How many such noncongregation “storefront” or “blessing station” ministries exist in urban America? These ministries are an important element of the religious ecology of urban neighborhoods that has yet to be systematically studied. All of the exploratory studies to date suggest, however, that the service contributions of blessing-station ministries may rival, or even exceed, those of the congregations.

In the late 1990s, two of my former Princeton undergraduate students, Jeremy White and Mary de Marcellus, spent several months in the poorest, most crime-ridden neighborhoods of Southeast Washington, D.C. They were attempting to find noncongregation-based ministries that provided children and youth with after-school safe havens, recreation centers, homework help, gang-violence prevention, or other services. They found over one hundred such ministries, most of which could not be located in the phone book or by any means other than being on the streets.
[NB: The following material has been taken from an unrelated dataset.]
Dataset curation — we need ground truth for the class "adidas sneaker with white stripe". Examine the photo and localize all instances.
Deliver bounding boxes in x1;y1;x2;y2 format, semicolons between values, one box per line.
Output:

As White and de Marcellus reported in a summary of their findings published by the Manhattan Institute, these ministries served about 3,500 children and youth on a weekly basis.

Like the congregations in the Cnaan surveys, the majority of the blessing stations in this exploratory study-even the most expressly evangelical ones-served young people who were not coreligionists, and did not make religious profession a condition of receiving services. All were led by a single, highly dedicated person of deep religious faith who sacrificed personally to get the ministry started, and did so with no expectation of outside help.

Public-private partnerships

The religious environment of urban life also includes contractual and other partnerships between government agencies and faith-based organizations. These partnerships play significant roles in community development, welfare-to-work programs, day care, and other areas. In June 2001, the U.S. Conference of Mayors unanimously resolved to stimulate further public partnerships with faith-based organizations, and over a hundred mayors have created local offices of faithbased initiatives. Some, including Baltimore’s Martin O’Malley and Philadelphia’s John Street, are making networks of local community-serving ministries integral to carrying out school reform and other policies.

What is known about such public-private partnerships as they relate to the justice system? In the mid 1990s, I became fascinated with the role of various Boston ministries in the city’s criminal-justice system. Police and probation officers were working with preachers and religious volunteers in a variety of programs to monitor and mentor young men on probation, to identify middle-school children who were being recruited into gangs, to broker truces among competing drug lords and gangs, and to counsel prisoners and help find jobs for recent parolees. In each level of the justice system-prevention, intervention, and enforcement-and within each component of the administration (courts, police, corrections), cadres of Boston’s ministers were found to be involved in official or unofficial partnerships with public agencies. What was especially striking about these partnerships was that the religious organizations were frequently involved in handling the most difficult cases. But as the social scientist’s quip goes, the plural of anecdote is not data. The important question was whether the high level of collaboration taking place in Boston was typical or anomalous.

To determine this, I helped Public/Private Ventures launch in 1996 a national study of the interface between justice agencies and faith-based organizations. The aim was to examine the extent to which these agencies and organizations work together to serve youth already involved in violent or criminal activities, or who are high-risk candidates for such behavior. Field research on the project began in 1998 and, over the next four years, encompassed 16 cities. The subsequent report, Faith and Action: Implementation of the National FaithBased Initiative For High-Risk Youth, concluded that in every city studied, the partnerships between justice-system agencies and faith-based organizations like those first seen in Boston are widespread.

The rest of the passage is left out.